With the uncertain national and global economies, we have heightened our focus on revenue-generating initiatives and expense controls. Beth will go into more detail, but in addition to delivering the revenue and expense synergies from the Sterling acquisition, we plan to reallocate resources to faster-growing businesses, leverage opportunities to lower deposit pricing and continue to utilize technology to produce efficiencies, among many other action items. By continuing to strengthen our franchise, we believe we will be able to drive growth in this challenging economic environment.

Before turning the call over to Beth, I want to remind you that Karen Parkhill is here as well. As you may know, Karen joined us on August 8, as a Vice Chairman. Initially, she has assumed administrative responsibilities for the service company, corporate planning and development, and corporate compliance and financial intelligence. Following the filing of our Form 10-Q for the third quarter 2011, and as previously announced, it is anticipated that Karen will assume the additional role of Chief Financial Officer, succeeding Beth, who plans to retire in April 2012. As CFO, Karen will assume reporting for fourth quarter 2011 results and for all financial reporting thereafter. A special thanks to Beth for all her contributions over the years. And now I'll turn the call over to Beth.

Elizabeth S. Acton

Thanks, Ralph. Good morning, everyone. Turning to Slide 6. Total period-end loans at September 30 of $41.2 billion increased $2 billion from June 30, primarily due to the addition of Sterling.

Loan growth in Texas accelerated in the third quarter with the acquisition of Sterling. Legacy Comerica Texas loans increased for the fourth consecutive quarter by $113 million, or 2%. Commercial loans increased $1.1 billion at period end, with $393 million due to the addition of Sterling and Comerica legacy loan growth of 3%, or $668 million. This primarily reflected a $1 billion increase in the Specialty Businesses, including Mortgage Banker, Energy, Technology and Life Sciences and Entertainment. As anticipated, average outstandings in National Dealer Services were down $488 million and down $290 million at period end. This was a result of supply-chain disruptions related to the Japanese earthquakes. We expect Dealer inventories and loan outstandings will grow in the fourth quarter. As we predicted, the pace of decline in Comerica legacy commercial real estate slowed in the third quarter.

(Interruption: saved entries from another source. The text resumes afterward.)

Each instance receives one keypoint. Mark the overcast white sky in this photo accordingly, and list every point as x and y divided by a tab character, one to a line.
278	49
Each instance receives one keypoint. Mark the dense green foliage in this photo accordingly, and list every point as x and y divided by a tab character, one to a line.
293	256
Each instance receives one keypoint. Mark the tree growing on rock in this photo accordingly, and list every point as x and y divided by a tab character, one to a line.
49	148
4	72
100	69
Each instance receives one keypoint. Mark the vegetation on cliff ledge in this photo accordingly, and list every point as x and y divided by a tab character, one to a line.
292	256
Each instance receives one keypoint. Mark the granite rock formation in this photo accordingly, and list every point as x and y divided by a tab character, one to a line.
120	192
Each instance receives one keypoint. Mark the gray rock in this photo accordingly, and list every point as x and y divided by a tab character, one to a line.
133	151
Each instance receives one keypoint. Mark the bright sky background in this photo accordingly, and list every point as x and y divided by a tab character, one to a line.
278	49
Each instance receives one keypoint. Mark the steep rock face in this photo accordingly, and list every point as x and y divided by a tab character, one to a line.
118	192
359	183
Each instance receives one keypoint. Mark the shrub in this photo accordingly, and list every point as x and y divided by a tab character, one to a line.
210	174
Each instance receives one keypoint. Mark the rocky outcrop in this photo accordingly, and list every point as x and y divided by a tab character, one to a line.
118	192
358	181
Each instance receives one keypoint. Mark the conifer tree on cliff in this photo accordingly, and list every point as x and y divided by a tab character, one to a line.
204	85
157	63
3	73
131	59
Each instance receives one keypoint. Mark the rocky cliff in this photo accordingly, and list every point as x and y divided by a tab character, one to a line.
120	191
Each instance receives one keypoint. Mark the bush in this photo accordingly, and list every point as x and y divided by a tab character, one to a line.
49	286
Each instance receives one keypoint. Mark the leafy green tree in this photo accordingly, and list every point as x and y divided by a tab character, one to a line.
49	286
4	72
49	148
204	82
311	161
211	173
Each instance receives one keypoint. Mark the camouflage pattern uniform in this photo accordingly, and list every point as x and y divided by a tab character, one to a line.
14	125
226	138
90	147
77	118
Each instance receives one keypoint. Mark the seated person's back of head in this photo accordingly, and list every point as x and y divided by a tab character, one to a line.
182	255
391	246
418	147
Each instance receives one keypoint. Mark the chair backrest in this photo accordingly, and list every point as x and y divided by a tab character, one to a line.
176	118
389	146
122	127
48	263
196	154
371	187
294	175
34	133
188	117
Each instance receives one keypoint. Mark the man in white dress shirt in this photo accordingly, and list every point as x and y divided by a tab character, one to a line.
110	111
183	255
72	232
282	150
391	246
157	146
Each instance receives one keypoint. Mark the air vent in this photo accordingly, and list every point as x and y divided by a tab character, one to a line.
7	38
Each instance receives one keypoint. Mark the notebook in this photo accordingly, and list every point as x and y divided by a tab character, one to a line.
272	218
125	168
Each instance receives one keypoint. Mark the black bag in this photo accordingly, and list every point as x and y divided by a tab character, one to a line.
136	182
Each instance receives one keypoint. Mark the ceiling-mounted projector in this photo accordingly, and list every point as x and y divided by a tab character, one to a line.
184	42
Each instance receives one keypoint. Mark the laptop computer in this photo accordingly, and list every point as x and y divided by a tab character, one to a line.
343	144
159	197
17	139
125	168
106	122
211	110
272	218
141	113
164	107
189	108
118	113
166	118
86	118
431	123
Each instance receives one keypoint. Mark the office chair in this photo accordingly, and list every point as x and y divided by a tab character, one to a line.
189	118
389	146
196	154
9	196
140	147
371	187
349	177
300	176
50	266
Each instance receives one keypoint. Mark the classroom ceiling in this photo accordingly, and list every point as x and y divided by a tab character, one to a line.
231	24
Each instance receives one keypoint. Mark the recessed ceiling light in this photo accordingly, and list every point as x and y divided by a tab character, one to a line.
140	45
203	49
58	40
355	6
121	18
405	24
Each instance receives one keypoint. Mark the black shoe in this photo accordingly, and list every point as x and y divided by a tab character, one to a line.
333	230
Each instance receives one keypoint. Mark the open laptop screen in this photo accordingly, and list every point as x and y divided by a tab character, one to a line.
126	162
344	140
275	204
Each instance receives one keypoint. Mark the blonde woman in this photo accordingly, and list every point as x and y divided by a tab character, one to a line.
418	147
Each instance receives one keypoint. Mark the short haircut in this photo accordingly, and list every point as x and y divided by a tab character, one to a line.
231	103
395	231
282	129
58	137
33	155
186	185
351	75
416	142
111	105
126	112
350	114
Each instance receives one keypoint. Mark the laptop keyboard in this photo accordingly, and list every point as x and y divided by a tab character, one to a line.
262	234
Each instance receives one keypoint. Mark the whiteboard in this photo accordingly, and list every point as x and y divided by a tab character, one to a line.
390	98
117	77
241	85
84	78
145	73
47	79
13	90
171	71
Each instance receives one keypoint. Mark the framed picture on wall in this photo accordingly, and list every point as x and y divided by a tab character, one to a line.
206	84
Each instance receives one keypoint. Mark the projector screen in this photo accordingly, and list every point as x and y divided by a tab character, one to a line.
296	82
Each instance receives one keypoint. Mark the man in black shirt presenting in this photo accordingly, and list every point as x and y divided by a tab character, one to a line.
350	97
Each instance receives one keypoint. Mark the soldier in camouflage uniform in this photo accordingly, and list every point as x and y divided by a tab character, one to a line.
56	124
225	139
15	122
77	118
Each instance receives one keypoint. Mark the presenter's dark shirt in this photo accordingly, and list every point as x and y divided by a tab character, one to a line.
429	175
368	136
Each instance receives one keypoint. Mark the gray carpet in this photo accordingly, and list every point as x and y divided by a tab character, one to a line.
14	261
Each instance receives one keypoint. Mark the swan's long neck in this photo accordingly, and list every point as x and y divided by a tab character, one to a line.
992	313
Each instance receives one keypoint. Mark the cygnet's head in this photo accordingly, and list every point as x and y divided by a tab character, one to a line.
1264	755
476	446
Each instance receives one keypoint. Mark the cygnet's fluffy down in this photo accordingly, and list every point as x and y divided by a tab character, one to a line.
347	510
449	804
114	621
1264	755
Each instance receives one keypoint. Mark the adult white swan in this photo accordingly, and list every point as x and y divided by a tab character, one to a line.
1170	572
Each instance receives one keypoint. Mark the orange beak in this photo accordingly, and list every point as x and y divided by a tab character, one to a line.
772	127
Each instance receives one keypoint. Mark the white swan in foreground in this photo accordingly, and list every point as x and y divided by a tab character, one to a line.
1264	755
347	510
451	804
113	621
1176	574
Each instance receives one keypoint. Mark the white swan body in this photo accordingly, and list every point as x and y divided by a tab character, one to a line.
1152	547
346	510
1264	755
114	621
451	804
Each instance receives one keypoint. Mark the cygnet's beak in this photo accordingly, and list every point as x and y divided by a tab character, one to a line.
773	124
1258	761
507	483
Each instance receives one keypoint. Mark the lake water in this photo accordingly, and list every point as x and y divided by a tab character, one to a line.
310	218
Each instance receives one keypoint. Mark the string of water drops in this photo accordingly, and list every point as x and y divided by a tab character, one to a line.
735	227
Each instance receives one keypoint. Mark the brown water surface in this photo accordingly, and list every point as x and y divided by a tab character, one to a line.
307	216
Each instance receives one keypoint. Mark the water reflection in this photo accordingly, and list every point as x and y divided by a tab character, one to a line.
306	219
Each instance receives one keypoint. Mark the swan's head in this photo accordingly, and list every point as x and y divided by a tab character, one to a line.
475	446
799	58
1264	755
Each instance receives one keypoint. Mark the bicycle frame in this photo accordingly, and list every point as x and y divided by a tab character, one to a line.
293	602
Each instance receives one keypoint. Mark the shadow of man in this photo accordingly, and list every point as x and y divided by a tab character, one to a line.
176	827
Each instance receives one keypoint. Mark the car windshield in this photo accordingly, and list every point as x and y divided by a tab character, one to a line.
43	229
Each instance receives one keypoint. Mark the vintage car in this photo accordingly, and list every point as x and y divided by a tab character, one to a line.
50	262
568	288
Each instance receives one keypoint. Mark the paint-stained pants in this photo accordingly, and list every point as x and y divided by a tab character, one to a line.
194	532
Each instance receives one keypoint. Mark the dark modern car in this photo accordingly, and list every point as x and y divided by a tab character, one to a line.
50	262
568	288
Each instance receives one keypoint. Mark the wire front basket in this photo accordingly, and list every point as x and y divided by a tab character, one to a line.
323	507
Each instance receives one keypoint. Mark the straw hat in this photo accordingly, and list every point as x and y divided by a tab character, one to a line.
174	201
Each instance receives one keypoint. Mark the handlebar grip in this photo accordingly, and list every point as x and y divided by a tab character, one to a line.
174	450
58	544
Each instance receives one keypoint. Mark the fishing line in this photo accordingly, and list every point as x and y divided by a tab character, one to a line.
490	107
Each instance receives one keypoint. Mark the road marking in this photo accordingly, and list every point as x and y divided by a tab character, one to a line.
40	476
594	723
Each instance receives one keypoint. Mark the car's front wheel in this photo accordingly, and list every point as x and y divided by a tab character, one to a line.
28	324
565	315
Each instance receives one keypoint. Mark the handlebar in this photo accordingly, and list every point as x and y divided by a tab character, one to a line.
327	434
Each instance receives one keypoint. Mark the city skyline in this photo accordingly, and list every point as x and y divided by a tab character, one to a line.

Total average loans increased $924 million to $40.1 billion in the third quarter, reflecting 2 months of Sterling. Line utilization for the Comerica legacy portfolio was up almost 1 percentage point to 45.5%, as the increase in outstandings was greater than the increase in commitments. In line with the growth in outstandings, increased commitments were noted in the Specialty Businesses. Our loan pipelines increased in the third quarter. Commitments to commit, which is the last stage in the pipeline before the dealers booked, increased nicely for the third quarter in a row across almost all business lines.

Slide 7 shows average loan growth in selected portfolios. Mortgage Banker outstanding increased 50% in the third quarter. Lower mortgage rates and industry-wide volume constraints, as well as recent market share gains have been the drivers behind Mortgage Banker outstandings. We believe outstandings will moderate somewhat as mortgage rates stabilize.

Average loans increased again in the third quarter in Global Corporate Banking in all major markets. Energy increased $179 million in the third quarter. The pace of loan growth picked up in Technology and Life Sciences with a $129 million increase in average loans recorded in the third quarter.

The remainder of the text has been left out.